Reviewed by Jack Magnus for Readers' Favorite
The Family is a contemporary thriller novel written by Deborah Ryan Stone. Meg Kenyon was a typical 16-year-old junior high student. Being friendly and outgoing, she was fairly popular in school. Each morning, she enjoyed the brief walk she took to school. On the way, she’d stop by and see Sam, the German Shepherd puppy she had befriended, and use the time spent walking to plan her day and prepare for her classes. She never noticed the dark blue pickup truck that was parked on the route to her school. If she had, she might have realized that it had been parked there every morning for about a month now. After greeting Sam’s human companion, Mrs. Washington, Meg continued on her way. As she approached the street corner, she waited for the pickup truck to make the turn in front of her, but the driver stopped and asked her about his lost dog. Meg recognized the man as someone from the neighborhood that she had regularly seen walking a dog -- they had even exchanged greetings on occasion. So, she didn’t see a problem with his request that she take some of his lost-dog flyers and pass them out on her way to school. It was the biggest mistake she had ever made, she realized, after he pushed her into the passenger side of the truck and sped away. Meg tried not to panic -- she began to think about everything that was happening and everything she could do to try to survive.

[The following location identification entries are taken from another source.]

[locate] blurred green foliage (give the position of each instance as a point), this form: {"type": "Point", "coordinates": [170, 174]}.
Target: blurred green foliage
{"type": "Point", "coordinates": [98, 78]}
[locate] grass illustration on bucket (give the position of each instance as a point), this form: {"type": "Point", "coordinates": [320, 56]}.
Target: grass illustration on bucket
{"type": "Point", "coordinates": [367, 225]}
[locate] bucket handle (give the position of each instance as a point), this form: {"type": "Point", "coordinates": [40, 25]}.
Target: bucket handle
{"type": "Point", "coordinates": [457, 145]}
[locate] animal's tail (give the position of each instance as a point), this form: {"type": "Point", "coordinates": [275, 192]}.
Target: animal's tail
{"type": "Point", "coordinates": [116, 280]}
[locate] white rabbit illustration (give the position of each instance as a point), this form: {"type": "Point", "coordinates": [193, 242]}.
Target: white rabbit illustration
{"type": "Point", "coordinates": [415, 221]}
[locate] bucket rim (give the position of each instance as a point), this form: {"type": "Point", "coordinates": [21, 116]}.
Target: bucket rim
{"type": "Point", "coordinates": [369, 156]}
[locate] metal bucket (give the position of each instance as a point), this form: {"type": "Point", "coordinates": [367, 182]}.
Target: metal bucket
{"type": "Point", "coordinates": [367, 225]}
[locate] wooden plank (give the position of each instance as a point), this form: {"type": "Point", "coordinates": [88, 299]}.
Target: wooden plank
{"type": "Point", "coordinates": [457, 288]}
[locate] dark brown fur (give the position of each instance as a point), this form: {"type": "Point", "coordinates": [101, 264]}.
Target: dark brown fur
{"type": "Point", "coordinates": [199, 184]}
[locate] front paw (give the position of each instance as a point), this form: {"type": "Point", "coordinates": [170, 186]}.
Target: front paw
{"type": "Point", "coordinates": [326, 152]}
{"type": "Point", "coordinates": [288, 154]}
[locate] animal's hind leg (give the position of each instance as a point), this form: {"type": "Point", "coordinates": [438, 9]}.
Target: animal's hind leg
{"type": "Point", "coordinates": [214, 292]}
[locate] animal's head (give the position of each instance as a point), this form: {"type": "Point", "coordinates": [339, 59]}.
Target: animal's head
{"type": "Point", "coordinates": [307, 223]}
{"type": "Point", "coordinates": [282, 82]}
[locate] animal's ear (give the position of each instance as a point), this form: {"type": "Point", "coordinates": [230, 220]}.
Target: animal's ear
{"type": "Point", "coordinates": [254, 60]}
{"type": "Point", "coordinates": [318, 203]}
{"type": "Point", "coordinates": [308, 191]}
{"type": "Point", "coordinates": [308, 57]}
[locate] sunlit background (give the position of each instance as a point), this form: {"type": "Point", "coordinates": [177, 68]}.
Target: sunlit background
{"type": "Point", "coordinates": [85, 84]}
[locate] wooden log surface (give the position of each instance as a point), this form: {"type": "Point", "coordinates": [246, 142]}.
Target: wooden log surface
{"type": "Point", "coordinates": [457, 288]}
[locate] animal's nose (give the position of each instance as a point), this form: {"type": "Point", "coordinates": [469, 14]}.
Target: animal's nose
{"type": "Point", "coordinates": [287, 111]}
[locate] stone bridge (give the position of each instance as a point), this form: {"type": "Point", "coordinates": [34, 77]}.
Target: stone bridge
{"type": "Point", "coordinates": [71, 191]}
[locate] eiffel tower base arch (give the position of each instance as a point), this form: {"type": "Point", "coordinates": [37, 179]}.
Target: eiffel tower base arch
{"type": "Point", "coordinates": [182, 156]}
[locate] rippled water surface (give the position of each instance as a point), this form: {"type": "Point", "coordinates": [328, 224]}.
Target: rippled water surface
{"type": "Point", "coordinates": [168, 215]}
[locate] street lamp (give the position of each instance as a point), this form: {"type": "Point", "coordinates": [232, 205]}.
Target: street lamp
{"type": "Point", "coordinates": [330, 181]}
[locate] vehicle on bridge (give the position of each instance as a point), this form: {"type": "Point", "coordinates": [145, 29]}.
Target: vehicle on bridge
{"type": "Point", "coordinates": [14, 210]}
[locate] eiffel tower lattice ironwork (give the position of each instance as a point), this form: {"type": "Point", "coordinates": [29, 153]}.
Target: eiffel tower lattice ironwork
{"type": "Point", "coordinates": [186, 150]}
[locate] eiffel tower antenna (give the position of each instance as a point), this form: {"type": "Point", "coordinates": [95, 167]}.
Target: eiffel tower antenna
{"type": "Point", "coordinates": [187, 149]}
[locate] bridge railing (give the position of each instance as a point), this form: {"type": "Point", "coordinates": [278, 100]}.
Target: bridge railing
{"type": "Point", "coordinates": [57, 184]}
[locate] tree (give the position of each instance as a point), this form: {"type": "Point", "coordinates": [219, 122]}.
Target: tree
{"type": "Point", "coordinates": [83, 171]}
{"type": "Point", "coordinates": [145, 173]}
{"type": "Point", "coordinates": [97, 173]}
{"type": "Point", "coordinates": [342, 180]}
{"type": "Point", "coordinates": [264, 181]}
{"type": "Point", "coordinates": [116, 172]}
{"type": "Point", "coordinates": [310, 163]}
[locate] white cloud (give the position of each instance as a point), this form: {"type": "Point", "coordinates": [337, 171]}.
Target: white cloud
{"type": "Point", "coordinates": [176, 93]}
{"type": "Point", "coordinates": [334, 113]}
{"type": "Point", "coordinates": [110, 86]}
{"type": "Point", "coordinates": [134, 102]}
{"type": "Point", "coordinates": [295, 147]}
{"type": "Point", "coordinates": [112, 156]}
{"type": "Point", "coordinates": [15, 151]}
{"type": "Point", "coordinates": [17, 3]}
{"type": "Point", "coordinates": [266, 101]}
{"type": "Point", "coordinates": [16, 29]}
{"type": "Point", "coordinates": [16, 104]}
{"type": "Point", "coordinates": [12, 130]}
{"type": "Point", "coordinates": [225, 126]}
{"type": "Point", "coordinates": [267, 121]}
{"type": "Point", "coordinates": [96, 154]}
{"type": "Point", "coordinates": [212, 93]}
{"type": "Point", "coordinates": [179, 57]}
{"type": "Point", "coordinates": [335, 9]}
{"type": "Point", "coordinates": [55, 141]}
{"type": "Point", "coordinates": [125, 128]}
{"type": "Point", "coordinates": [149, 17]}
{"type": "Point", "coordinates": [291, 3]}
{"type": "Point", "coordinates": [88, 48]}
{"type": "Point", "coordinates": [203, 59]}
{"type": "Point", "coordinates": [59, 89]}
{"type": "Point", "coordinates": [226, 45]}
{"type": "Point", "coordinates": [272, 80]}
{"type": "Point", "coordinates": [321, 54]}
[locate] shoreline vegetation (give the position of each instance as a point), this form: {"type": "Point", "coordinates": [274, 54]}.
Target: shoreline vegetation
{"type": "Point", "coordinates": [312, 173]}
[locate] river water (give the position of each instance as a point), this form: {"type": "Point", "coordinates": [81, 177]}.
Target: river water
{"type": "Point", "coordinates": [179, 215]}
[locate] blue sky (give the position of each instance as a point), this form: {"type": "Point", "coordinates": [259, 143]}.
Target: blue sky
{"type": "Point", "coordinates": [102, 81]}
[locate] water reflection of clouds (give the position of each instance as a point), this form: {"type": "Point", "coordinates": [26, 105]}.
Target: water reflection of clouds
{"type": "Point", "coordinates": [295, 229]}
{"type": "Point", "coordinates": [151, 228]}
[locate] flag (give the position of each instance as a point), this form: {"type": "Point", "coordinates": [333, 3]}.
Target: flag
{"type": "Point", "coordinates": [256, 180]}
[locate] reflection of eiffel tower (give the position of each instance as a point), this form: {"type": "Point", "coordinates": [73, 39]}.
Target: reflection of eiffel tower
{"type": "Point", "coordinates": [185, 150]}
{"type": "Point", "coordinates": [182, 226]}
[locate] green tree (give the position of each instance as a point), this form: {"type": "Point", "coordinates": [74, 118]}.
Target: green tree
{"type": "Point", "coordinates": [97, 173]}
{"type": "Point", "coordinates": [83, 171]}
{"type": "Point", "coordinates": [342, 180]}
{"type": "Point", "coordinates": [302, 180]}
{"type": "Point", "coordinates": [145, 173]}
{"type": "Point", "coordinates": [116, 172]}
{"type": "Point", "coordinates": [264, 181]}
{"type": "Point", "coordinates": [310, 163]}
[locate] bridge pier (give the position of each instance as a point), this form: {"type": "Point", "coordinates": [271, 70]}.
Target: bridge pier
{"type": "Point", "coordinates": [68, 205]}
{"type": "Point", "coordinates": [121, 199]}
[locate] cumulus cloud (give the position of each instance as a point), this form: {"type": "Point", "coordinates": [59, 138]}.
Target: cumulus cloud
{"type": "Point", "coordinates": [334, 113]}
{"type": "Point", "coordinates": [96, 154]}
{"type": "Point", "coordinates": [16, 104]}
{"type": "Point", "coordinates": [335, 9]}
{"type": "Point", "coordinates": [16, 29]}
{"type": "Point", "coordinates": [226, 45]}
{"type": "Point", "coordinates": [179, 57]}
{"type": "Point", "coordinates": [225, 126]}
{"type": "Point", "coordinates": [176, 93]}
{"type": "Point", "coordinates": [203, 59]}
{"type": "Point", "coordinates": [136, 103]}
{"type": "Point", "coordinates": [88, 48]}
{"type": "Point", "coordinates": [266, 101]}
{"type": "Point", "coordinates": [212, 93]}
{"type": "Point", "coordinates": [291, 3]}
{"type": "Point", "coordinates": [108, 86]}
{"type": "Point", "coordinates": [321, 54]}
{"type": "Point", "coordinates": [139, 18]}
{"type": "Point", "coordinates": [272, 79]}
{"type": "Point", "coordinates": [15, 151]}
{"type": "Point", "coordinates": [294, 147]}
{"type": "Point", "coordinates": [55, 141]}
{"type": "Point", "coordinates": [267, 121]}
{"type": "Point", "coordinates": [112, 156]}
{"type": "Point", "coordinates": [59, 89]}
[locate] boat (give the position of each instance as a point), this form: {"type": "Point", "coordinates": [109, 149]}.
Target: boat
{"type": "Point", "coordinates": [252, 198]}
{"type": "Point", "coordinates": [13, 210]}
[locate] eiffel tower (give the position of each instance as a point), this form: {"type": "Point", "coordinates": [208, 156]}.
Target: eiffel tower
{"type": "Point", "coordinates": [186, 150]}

Deborah Ryan Stone’s dramatic thriller, The Family, is a taut and suspenseful look at the scenario every parent fears each time their child is a few minutes late from school or play. Stone’s story focuses on both Meg’s terrified parents as they each cope in their own ways with their daughter’s disappearance as well as describing Meg’s own experiences after her kidnapping by the unpredictable and violent man who wants her to call him Pop. Watching as Meg masters her own fears and focuses all her energy and will on surviving her ordeal keeps the reader fully invested in the story and wondering, along with Meg, just how she’ll stay alive and unhurt long enough to be found again. Stone’s story had me remembering the true-life stories of children who were abducted and raised by their captors and getting, for the first time, a real sense of what those young boys and girls, and their parents, go through. Stone’s writing style fits the seriousness of her subject perfectly, and she keeps her focus sharp on the suspenseful aspects of the tale, making it a cracking good thriller novel. The Family is most highly recommended.